Sunday, December 17, 2006

HIPOKRISI dalam POSMODERNISME

Jika masih mengaku modern maka bersiap-siaplah untuk dikatakan ketinggalan zaman. Karena sekarang dunia berada pada puncak posmodernis. Sebentar lagi melompat ke neoposmodernis. Dan seterusnya entah apalagi kodefikasi kemajuan ummat manusia. Yang jelas, lompatan terjadi sangat cepat. Bisa jadi musim 3G (Three Generation) sebuah bentuk neoposmodernis itu.

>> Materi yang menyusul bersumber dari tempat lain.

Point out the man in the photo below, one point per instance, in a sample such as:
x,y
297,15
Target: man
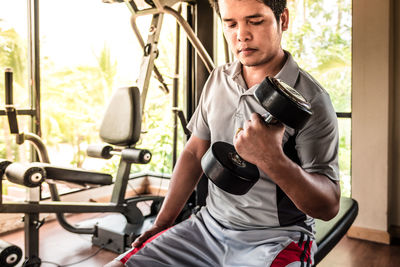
x,y
271,225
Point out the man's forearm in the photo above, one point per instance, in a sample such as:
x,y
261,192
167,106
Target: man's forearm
x,y
184,179
314,194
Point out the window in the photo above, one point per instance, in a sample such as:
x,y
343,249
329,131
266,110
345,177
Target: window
x,y
319,38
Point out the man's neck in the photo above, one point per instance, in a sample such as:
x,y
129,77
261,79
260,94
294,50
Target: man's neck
x,y
256,74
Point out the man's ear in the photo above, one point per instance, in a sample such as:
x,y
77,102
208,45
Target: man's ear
x,y
285,19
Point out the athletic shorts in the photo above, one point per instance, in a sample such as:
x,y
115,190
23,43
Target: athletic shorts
x,y
201,241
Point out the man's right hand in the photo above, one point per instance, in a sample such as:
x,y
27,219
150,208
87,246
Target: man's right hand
x,y
155,229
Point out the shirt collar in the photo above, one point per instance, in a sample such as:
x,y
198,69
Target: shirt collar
x,y
288,73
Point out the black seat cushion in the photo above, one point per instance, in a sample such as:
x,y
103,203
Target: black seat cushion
x,y
329,233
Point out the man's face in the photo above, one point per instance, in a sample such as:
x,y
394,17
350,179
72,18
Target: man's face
x,y
251,30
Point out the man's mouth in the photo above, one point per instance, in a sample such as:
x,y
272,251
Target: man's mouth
x,y
246,51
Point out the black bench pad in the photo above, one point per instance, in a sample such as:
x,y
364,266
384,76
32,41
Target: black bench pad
x,y
329,233
77,176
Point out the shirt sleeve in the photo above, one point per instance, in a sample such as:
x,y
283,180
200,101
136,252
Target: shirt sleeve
x,y
317,144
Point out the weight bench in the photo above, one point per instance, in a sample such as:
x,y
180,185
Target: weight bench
x,y
331,232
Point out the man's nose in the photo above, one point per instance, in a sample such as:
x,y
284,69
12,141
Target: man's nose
x,y
243,33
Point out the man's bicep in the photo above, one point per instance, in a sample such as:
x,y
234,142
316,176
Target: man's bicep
x,y
318,144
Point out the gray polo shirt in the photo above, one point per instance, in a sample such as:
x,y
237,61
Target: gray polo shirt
x,y
225,104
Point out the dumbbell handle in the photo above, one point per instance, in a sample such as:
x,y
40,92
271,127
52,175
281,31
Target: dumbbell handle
x,y
268,118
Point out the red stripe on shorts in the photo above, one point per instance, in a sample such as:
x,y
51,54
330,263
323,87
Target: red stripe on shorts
x,y
135,250
291,253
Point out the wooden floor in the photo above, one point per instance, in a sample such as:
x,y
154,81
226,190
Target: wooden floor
x,y
61,247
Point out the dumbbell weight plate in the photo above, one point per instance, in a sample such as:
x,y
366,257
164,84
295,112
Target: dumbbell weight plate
x,y
223,166
283,102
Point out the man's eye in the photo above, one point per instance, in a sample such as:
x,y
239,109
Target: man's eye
x,y
258,22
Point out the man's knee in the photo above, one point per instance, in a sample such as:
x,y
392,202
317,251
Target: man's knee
x,y
114,263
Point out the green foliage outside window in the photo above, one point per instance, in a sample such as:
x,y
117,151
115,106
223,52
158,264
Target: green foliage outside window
x,y
74,97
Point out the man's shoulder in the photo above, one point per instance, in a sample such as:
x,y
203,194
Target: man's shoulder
x,y
308,86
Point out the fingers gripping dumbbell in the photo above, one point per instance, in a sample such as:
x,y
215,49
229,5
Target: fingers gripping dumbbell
x,y
223,165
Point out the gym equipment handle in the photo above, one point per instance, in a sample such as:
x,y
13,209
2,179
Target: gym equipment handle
x,y
28,175
8,83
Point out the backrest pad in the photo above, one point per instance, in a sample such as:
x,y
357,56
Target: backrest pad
x,y
121,123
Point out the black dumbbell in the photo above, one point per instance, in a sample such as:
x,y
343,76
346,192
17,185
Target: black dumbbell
x,y
221,163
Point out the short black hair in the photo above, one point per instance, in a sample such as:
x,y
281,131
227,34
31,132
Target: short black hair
x,y
277,6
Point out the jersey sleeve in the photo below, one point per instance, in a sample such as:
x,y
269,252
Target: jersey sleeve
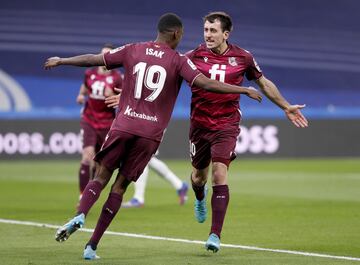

Sudah berada dimanakah kita? Bisa jadi belum masuk dalam kategori manapun. Atau lazim terjadi, pada banyak sektor kehidupan kita, mencamplok setiap kodefikasi itu serba sedikit. Misalnya, belum matang pada pre modern, sudah masuk ke kehidupan modern, tetapi sangat terpaksa hidup di zaman posmodernis. Dampaknya adalah terperangah dengan segala atraksi zaman. Tak ayal, menjadi penonton di ranah global yang sudah dikuasai kapitalisme dari berbagai sudut kehidupan. Kita dikepungnya. Mulai dari tempat tidur sampai kamar mandi. Misalnya? Apa merk sabun mandi yang kita pakai?

Tulisan ini terekspresi dari laporan Zelfeni Wimra di Padang Ekspres, Minggu (9/12) ditulis atas seminar yang menghadirkan Yasraf Amir Piliang, di Universitas Negeri Padang (UNP).
Ada beberapa yang patut disadari, seperti di atas tadi, dimana ada dan selalu ada hipokrisi zaman baru. Termasuk posmodernisme itu.

Benar apa yang dikatakan Amir, betapa ceroboh ketika padu padan fashion antara jilbab dengan baju ketat senteng ditambah celana jeans. Atau contoh lain, seorang anak muda gondrong dengan kopiah dan baju koko tapi pakai anting-anting sebelah kiri saja.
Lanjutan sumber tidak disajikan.